All three of these issues made me think immediately of Malcolm Gladwell’s 2004 New Yorker article entitled “Something Borrowed: Should a charge of plagiarism ruin your life?” (reprinted in his recent collection of essays, What the Dog Saw). In it, he tells the complex story behind the play “Frozen,” which playwright Byrony Lavery based on the life of the psychiatrist Dorothy Lewis. The play was extremely successful and received all sorts of acclaim until Lewis herself read its script—and discovered that it was based so closely on her own life that she felt as though the play essentially plagiarized her. Lewis responded as follows: “I was sitting at home reading the play, and I realized that it was I. I felt robbed and violated in some peculiar way. It was as if someone had stolen--I don't believe in the soul, but, if there was such a thing, it was as if someone had stolen my essence” (Gladwell). This makes me think of your question, Jenna, about how identity and assemblage are related. Can Lewis’s identity be “re-assembled” by a playwright like this? Is her new identity slightly different now that the play’s version of her affected the way she is perceived/represented? Is this okay or not okay?

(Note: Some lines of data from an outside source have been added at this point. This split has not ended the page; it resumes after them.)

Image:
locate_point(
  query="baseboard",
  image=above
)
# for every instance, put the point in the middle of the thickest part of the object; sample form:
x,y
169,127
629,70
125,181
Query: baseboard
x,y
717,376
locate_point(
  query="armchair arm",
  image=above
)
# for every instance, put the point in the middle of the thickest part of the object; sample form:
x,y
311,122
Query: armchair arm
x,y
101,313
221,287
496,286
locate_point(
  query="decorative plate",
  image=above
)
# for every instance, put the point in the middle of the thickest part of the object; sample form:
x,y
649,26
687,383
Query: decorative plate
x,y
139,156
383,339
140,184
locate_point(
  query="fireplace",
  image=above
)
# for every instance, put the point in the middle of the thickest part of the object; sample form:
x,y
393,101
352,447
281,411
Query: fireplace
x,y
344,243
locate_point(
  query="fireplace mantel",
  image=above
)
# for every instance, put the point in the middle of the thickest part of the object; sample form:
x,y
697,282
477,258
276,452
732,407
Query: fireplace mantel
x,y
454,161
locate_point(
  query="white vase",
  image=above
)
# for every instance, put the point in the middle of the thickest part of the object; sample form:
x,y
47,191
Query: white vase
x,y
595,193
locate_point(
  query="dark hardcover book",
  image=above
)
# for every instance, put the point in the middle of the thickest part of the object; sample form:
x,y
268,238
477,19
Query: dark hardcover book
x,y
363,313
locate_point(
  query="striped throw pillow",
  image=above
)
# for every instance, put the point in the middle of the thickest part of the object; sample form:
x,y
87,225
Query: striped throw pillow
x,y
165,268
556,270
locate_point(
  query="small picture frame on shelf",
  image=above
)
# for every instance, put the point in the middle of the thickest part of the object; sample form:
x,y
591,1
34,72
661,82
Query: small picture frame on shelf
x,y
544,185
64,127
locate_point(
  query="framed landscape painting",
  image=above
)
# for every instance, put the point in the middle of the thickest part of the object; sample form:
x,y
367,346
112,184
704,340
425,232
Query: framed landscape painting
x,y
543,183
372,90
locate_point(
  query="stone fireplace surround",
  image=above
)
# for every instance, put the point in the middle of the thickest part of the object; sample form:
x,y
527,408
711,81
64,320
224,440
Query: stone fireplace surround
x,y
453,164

Lewis clearly did not think this was okay. She hired a lawyer and compiled a long list of the play’s violations. In the meantime, Gladwell himself realized that much of the play had been lifted from his own 1997 profile of Lewis, entitled “Damaged.” At first, he was angry—but he soon reconsidered. What made him change his mind was the play itself.

Gladwell read “Frozen” and decided it was truly brilliant—really awesome, something totally new. If his words were being used (even exactly) in the service of this totally new creation, he should feel honored, he decided, rather than offended. He notes that Lavery “used my descriptions of Lewis's work and the outline of Lewis's life as a building block….Isn't that the way creativity is supposed to work? Old words in the service of a new idea aren't the problem. What inhibits creativity is new words in the service of an old idea.” Because the creation re-worked Gladwell’s words for the sake of a new idea, it was legitimate. Or, as Johnson-Eilola and Selber write, we should encourage students to "take what already exists and make something else, something that works to solve problems in new, local contexts. Creativity, in this rearticulation, involves extensive research, filtering, recombining, remixing, the making of assemblages that solve problems" (400). Perhaps that is exactly what this play did: addressed new problems in a real social context, drawing from the materials already existing in the world to do so most effectively.

Still we have to ask ourselves: should Lavery have given credit to Lewis and Gladwell? And (in your words, Jenna) how can we give credit, somehow or another, without “merely hand[ing] over a wad of cash?” You raise a brilliant question—one I’m still thinking about. I want to reiterate before I leave off: excellent job, Jenna. That really got me thinking! Great work.